YOUR report (Oxford Mail, January 19) on Cherwell School’s decision to become an academy in what appears to be a gold-rush, which in fact may offer little more than fool’s gold – Government documents make it clear that there must not be any “financial advantage or disadvantage” for schools which, by choice or by force, become academies – necessarily lacked any historical perspective.

Yet those who believed in the comprehensive principle should not be written out of history. As that most gifted and humane of sociologists, Prof Peter Townsend, wrote in 1965, the move to comprehensive and the end of the pernicious and socially destructive 11-plus would offer “at least... a minimum fulfilment of the principle of equality of educational opportunity and a corporate social unity which may even spill over into adult life”.

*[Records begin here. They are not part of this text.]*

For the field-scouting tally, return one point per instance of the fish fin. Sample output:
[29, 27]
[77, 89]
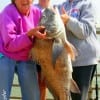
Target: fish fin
[56, 50]
[71, 50]
[74, 88]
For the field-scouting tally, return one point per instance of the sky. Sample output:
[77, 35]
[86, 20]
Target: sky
[95, 2]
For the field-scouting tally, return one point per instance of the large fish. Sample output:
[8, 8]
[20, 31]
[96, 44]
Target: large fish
[54, 54]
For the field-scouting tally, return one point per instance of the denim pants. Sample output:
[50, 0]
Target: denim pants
[83, 76]
[27, 76]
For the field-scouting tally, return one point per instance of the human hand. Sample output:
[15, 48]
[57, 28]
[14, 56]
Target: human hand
[38, 32]
[65, 17]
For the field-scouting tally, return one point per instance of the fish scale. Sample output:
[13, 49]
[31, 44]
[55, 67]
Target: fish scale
[58, 78]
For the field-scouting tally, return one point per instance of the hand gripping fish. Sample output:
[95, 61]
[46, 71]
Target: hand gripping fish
[54, 54]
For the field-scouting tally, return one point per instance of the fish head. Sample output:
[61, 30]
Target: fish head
[50, 20]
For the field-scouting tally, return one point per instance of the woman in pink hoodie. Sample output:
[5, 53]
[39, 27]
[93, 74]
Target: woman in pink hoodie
[18, 27]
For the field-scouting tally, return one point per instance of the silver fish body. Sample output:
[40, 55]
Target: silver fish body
[54, 57]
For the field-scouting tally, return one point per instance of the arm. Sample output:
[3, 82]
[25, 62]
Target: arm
[12, 40]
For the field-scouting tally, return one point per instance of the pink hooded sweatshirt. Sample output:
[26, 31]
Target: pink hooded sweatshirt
[14, 41]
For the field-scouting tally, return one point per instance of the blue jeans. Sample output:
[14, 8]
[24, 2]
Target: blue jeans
[27, 76]
[83, 76]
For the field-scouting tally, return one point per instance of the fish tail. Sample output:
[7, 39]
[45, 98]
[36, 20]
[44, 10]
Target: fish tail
[74, 88]
[71, 50]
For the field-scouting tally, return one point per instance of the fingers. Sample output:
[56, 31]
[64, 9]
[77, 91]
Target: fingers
[63, 11]
[40, 32]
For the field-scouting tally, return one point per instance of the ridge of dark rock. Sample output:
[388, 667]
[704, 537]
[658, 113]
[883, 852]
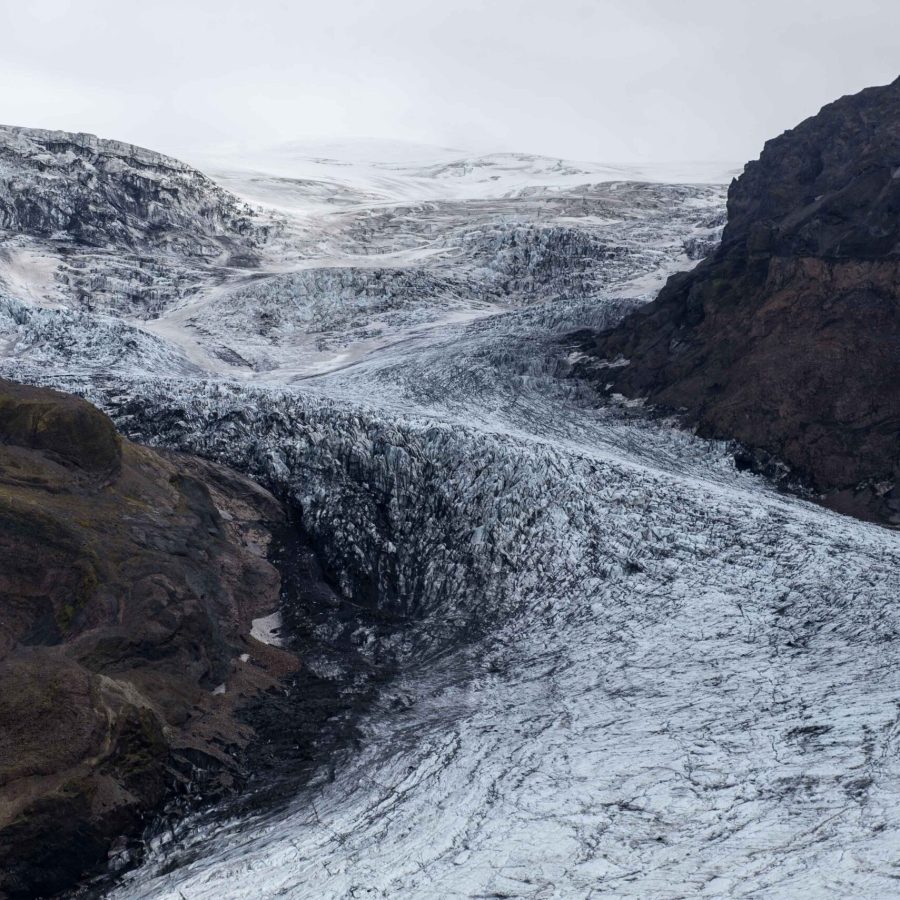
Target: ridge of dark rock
[128, 581]
[787, 338]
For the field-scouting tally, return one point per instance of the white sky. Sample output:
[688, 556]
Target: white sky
[624, 81]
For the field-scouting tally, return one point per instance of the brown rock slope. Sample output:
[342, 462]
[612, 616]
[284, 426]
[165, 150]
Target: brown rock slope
[128, 580]
[788, 337]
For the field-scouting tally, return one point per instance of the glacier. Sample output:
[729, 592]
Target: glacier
[621, 667]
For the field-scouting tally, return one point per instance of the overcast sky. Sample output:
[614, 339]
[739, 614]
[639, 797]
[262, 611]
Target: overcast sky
[623, 81]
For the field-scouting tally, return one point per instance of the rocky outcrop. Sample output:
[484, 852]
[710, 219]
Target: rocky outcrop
[109, 227]
[788, 337]
[101, 193]
[128, 581]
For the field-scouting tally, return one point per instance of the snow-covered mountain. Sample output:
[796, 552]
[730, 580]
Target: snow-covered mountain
[621, 666]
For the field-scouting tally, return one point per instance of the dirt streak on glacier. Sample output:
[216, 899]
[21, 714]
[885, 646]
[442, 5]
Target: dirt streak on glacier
[626, 669]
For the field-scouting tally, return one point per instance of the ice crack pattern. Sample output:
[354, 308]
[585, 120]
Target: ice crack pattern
[627, 669]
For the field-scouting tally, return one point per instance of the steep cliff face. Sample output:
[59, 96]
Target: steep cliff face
[128, 581]
[788, 337]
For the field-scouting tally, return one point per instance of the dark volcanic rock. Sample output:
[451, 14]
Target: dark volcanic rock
[128, 580]
[105, 193]
[788, 337]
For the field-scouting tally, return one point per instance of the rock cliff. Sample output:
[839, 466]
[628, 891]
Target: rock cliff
[787, 338]
[128, 581]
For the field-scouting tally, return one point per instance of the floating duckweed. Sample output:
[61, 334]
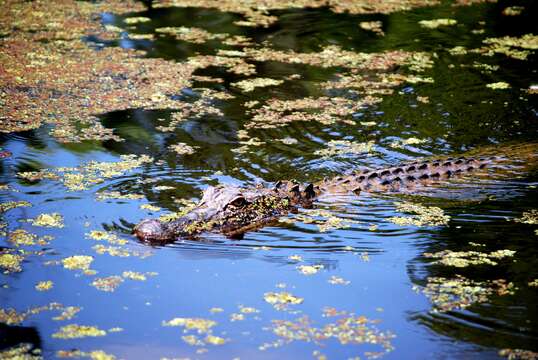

As early as 1947 the Ministry of Education defined the comprehensive as a “school intended to cater for all the secondary education of all the children in a given area without an organisation on three sides”, that is without separate grammar, secondary modern and technical departments.

Cherwell, which opened as a secondary modern, has been and is a successful comprehensive school and it must be hoped that the educational voices of Oxford and Oxfordshire chief education officers, such as Alan Chorlton, John Dorrell, and John Garne, will not be drowned out by the hysteria of a hyperactive Michael Gove.

As Prof Harry Judge wrote in his obituary of John Dorrell (The Guardian, April 1, 2002), “chief education officers were national figures and thinkers in their own right”.

So, as we are being ramrodded into a trifurcated state secondary education system, with local authority schools, academies and free schools and university technical colleges, spare a thought for what local education authorities achieved, for there is still much to learn from those achievements.